Over the past several years, as cloud computing has matured and become more widely used, the number and variety of applications has exploded. As a an ECM Architect, there are a couple of scenarios I commonly encounter where working in the cloud can be particularly useful:
- As part of the deployment of an enterprise system, it is often necessary to build a test environment where the planned architecture can be proven prior to provisioning the actual hardware for QA and production environments. The architecture is too complex to validate using a single workstation, but acquiring and setting up physical servers, or even provisioning virtual machines (e.g. VMWare) within an organization’s infrastructure for this purpose is sometimes inefficient or infeasible.
- In other situations, small organizations simply lack the IT resources to allow them to host a production system internally.

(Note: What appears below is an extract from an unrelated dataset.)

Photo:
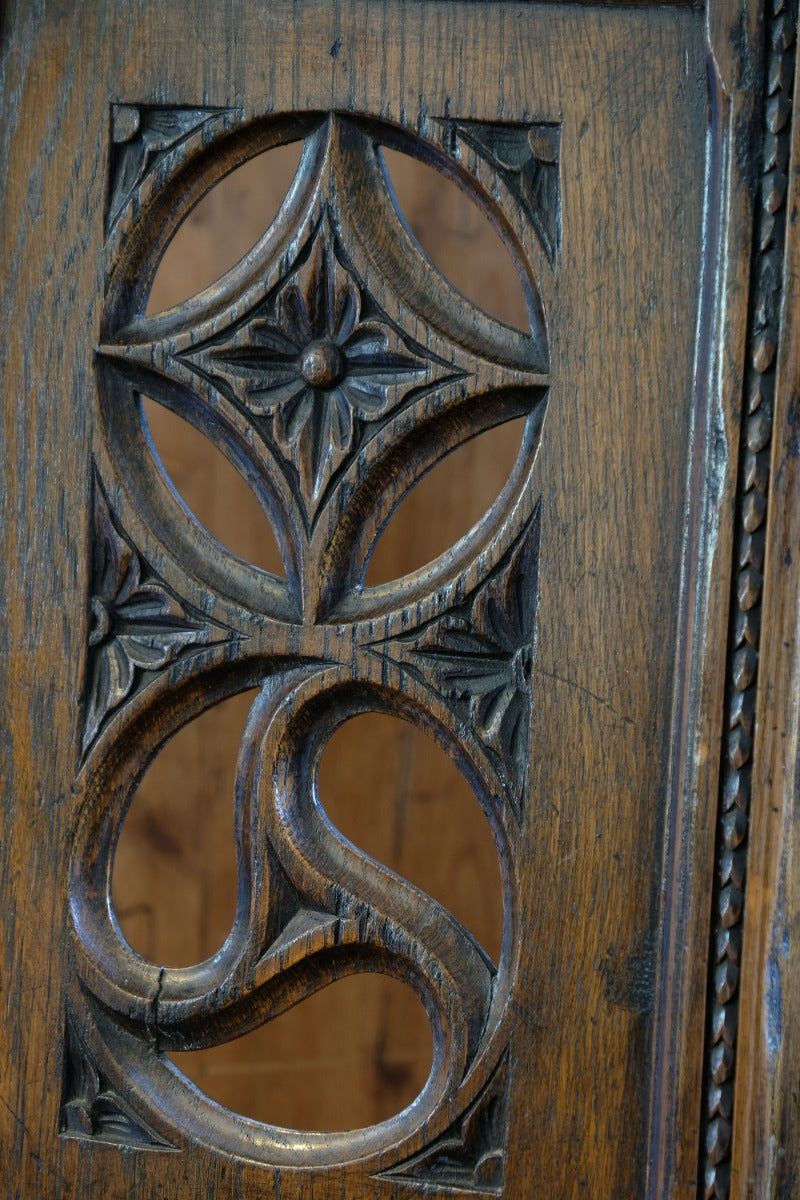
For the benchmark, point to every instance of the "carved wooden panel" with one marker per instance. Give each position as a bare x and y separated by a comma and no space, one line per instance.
334,366
587,654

In both of these situations, cloud computing can provide an effective and inexpensive way to allocate hardware resources for the task. With that in mind, I would like to show how, for a recent project at Zia, we deployed an Alfresco high-availability cluster in an Amazon EC2 environment. In our case, we are using EC2 for #1 above – as a proving ground for our Alfresco configuration.
It is worth emphasizing that the configuration outlined below is not intended to be a production environment. For a production environment, we would likely use a large instance for the DB server, and possibly have separate servers for the database and NFS. We would want to build in redundancy for the DB and NFS, and we would do load testing and benchmarking to ensure that our environment performs as desired.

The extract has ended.